Rancho parents — asking rhetorically if there’s possibly a more fair way to enroll kids than a lottery — defend the school by saying they care about their kids and participate more, leading to excellent teamwork and strong community feeling. Off the record, a few Rancho parents will say parents are other schools are just jealous.

For six years, ever since the state education board did away with the “back to basics” curriculum, the Novato school district has not fully explained to the public why the Rancho lottery system is necessary anymore and why it makes sense for kids who live that neighborhood to be sent to other schools. At the same time, Rancho has thrived and become the crown jewel of local elementary schools — for whatever reasons.

A high percentage of comments on recent Novato Patch stories about all the changes taking place in the district have been about Rancho’s fate rather than Hill students’ fate even though the topic of Rancho's boundary won't be on a trustees agenda any time soon. But let’s just go ahead and bring the Rancho conversation here.

Questions to ponder:

—   If the lottery system works at Rancho, why not have the same system at every school?

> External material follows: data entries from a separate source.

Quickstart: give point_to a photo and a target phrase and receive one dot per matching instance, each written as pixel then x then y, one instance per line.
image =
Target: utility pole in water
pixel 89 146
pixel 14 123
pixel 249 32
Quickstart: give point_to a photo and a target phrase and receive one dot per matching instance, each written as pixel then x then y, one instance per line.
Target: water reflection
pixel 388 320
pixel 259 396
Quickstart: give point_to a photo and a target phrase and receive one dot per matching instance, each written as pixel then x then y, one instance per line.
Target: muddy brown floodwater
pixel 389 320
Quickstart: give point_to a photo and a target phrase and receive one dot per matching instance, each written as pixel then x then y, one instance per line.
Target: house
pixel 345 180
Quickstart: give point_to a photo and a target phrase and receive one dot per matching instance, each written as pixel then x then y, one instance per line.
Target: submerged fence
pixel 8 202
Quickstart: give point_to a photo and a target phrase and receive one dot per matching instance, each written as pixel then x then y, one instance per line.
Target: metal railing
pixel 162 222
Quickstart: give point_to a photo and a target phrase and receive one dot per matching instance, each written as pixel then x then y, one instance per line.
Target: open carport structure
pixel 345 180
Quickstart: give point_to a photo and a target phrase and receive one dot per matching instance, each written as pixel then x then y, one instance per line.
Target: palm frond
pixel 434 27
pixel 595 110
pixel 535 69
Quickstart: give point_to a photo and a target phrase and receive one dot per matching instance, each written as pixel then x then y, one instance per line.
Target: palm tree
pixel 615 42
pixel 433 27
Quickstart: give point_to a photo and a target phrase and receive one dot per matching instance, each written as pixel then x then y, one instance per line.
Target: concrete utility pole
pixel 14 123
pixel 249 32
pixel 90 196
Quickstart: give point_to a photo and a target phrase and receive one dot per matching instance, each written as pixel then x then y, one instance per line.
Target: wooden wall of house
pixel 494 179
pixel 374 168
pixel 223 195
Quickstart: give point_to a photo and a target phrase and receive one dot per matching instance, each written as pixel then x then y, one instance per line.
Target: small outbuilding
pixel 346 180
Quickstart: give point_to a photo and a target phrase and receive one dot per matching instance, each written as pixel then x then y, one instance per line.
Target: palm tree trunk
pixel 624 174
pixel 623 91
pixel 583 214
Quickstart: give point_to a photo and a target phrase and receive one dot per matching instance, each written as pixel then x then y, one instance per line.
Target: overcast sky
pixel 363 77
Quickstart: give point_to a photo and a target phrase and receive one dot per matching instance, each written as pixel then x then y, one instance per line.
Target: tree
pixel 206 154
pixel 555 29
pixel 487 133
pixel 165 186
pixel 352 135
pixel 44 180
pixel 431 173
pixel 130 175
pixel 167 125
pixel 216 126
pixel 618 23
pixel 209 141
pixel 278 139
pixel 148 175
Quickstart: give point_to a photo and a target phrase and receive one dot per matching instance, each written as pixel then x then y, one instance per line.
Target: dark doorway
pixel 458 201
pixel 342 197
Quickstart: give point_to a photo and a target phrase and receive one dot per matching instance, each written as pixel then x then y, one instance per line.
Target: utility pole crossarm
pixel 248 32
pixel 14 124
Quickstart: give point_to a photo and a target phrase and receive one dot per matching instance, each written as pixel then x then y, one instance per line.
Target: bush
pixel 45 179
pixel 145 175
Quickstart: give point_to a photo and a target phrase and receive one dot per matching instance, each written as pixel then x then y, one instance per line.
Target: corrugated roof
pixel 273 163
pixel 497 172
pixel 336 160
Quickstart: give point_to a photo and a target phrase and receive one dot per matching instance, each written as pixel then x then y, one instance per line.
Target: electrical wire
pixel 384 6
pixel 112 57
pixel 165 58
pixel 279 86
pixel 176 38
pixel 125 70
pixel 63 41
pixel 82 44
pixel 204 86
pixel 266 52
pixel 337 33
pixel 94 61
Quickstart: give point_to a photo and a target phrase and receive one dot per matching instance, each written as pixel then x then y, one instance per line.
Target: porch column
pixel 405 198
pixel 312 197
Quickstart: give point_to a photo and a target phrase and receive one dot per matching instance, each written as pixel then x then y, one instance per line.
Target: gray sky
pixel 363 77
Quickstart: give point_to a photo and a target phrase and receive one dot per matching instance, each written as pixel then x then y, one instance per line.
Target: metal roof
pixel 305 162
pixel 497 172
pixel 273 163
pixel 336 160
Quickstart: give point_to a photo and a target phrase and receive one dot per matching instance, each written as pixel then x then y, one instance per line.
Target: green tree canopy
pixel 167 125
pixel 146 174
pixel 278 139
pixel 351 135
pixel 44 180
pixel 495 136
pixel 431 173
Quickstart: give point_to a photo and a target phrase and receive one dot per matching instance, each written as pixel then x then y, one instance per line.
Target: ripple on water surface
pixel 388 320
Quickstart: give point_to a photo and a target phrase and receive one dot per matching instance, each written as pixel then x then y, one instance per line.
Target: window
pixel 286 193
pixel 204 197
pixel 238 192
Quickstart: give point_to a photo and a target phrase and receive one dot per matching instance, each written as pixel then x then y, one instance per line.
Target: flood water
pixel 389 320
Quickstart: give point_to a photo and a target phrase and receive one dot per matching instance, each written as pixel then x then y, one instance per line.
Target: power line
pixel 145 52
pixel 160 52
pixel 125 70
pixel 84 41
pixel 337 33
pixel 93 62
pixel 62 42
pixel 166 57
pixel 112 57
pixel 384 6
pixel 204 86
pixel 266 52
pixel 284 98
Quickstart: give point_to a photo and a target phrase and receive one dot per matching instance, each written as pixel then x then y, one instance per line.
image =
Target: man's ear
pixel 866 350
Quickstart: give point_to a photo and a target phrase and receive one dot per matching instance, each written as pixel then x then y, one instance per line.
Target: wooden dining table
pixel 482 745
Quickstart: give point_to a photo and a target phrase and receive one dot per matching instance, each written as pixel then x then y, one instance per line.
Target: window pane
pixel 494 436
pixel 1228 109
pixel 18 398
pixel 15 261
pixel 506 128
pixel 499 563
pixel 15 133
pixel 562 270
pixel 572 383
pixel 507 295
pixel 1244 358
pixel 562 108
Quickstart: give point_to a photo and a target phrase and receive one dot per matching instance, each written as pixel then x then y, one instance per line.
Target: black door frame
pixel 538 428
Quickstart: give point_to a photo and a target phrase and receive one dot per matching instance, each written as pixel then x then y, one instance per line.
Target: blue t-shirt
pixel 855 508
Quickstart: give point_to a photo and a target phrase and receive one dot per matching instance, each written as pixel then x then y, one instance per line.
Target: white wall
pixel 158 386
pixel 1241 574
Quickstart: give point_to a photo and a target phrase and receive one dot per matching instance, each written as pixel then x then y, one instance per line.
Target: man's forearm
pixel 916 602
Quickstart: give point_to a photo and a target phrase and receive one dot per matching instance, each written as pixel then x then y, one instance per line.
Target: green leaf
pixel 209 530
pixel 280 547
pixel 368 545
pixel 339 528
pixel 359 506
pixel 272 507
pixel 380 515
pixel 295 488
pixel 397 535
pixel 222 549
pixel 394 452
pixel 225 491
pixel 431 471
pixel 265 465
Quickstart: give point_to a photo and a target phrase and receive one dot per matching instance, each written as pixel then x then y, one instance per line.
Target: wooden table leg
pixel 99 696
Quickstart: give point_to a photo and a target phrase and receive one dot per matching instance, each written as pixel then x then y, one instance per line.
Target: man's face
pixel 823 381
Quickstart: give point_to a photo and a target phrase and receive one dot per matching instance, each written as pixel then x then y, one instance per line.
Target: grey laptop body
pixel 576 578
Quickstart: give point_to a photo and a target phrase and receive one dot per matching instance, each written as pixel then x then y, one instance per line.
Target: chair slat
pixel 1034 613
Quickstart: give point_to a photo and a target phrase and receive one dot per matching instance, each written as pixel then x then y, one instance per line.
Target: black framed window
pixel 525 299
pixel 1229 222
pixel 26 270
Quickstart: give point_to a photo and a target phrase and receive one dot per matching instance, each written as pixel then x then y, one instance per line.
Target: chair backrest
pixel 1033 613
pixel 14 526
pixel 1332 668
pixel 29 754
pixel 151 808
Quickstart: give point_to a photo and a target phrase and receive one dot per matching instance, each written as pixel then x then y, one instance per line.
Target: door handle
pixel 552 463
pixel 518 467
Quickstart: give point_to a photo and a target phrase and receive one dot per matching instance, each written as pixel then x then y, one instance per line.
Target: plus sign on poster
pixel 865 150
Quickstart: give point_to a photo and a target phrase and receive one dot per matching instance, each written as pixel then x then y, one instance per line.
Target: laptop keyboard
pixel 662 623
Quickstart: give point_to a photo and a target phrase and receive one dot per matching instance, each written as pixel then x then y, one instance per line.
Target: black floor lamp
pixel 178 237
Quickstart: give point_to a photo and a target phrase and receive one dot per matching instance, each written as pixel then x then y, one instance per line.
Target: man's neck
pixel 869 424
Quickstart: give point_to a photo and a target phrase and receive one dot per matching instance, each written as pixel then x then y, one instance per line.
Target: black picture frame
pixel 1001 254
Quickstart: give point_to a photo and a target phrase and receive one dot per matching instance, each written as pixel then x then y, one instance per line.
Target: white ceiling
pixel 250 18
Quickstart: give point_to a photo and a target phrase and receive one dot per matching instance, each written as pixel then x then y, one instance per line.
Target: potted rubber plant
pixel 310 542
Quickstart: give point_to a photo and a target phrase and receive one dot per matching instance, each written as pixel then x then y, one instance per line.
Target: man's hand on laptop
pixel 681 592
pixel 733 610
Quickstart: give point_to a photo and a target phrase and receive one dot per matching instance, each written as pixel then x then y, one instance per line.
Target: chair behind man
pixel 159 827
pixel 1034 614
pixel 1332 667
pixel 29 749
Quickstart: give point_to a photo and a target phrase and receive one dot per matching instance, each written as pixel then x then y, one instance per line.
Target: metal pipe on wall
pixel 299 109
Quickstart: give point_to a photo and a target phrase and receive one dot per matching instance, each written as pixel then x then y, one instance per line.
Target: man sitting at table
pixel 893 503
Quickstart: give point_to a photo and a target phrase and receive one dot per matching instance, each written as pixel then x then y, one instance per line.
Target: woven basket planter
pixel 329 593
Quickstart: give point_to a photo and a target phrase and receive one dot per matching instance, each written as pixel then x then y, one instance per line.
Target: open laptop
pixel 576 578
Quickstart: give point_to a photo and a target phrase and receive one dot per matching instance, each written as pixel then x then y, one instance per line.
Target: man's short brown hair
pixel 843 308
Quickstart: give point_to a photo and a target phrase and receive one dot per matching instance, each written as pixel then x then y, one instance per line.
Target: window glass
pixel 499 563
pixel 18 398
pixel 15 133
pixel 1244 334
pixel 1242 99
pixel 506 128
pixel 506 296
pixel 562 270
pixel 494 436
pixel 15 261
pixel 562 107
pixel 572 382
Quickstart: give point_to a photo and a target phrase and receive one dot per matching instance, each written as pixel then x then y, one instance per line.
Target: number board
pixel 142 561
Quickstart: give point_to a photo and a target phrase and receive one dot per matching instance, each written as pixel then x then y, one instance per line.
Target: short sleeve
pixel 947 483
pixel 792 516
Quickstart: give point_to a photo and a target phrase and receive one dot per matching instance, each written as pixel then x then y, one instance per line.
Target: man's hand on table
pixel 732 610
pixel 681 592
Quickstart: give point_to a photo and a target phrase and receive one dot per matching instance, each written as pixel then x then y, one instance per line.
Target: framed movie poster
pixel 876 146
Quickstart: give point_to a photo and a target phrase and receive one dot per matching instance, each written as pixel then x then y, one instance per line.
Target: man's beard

—   If the neighborhood school setup works at every other school, why have a lottery at Rancho?

—   If Rancho is changed to a neighborhood school and the lottery system is scrapped, will Rancho parents keep their kids in Novato public schools or take them to private schools?

—   If Rancho is changed to a neighborhood school and most of those kids stay in public schools, wouldn’t the average grades and academic performance indexes of all other schools get a boost?

—   What do you really think will happen to Rancho when the trustees vote sometime this spring?